Using AI Agents for Asset Recognition and Annotation in 3D Scenes (Part 2)

The previous article focused on the search problem. We changed free-form 3D exploration into coverage scanning based on a top-down orthographic view, and improved valve inventory recall from around 40% to around 90%. The system can now scan the main regions much more consistently.

But coverage scanning only gets targets into view. Before a target becomes part of the final inventory result, it still needs to go through detection, localization, merging, and verification.

The next problem is candidate generation and verification.

The current flow is roughly this: first, use 2D detection on orthographic tiles to find possible valve locations; then use 3D verification from more suitable viewpoints to confirm those candidates. The 2D stage acts more like a proposal generator, trying to find as many possible targets as possible. The 3D stage acts more like a verifier, filtering out candidates that are clearly wrong.

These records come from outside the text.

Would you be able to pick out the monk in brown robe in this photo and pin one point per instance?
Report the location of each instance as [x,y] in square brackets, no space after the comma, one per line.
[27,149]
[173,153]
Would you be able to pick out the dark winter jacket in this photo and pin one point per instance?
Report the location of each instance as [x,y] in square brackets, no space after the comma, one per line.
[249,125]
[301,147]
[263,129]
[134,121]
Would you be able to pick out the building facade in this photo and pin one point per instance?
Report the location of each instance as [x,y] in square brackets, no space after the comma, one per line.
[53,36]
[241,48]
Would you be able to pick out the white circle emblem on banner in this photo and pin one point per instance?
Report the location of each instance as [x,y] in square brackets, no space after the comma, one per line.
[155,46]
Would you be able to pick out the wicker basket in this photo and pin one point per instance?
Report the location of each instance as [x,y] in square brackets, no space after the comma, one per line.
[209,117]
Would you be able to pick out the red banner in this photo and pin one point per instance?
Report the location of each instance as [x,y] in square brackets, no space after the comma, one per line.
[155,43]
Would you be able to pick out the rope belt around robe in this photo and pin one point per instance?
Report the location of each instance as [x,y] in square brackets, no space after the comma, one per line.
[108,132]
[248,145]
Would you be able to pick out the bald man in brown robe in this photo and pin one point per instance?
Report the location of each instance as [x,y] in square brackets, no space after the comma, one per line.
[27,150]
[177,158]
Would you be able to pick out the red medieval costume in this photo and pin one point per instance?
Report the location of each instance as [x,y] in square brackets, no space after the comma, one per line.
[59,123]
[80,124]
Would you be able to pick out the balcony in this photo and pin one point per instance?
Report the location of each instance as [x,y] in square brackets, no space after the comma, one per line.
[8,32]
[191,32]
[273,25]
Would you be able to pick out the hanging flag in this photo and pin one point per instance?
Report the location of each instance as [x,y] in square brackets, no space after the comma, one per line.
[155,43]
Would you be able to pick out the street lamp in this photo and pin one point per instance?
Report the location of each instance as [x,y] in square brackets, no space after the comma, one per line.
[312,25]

2D Detection: Generating Candidates First

After orthographic coverage scanning, each tile is sent to a vision model for detection. The goal of this stage is not to produce the final inventory result directly. The goal is to generate candidates.

The current 2D detection metrics are roughly:

Metric	Value
Precision	Around 69%–71%
Recall	Around 60%–63%

This result tells us two things.

First, 2D detection already finds a meaningful number of targets. It is not random guessing. Around 70% of its candidates are correct.

Second, it still misses many targets. A recall of 60%–63% means that a significant number of valves never become candidates in the 2D stage.

In this system, 2D detection recall is critical. The verification pipeline only processes candidates that already exist. If a valve is not proposed in the 2D stage, 3D verification will never see it.

3D Verification: Mostly Filtering False Positives

The 2D stage produces false positives. Around valves, there are often pipes, flanges, platform structures, supports, and other equipment. In a top-down view, these can easily blend together. To reduce false positives, we send 2D candidates into 3D verification.

3D verification observes the area around a candidate from viewpoints that are better for recognition. Many assets are hard to identify from directly above, but easier to judge from a side or oblique view. The verification stage returns a verdict such as confirmed, refuted, or unverified.

From the current results, 3D verification helps precision noticeably.

Stage	FP Rate
2D only	Around 29%–31%
After 3D, good case	Around 15%–20%
After 3D, realistic case	Around 20%–25%
After 3D, poor coverage	Close to 2D, still around 30%

These numbers show that the value of 3D verification depends on whether it gets a useful viewpoint.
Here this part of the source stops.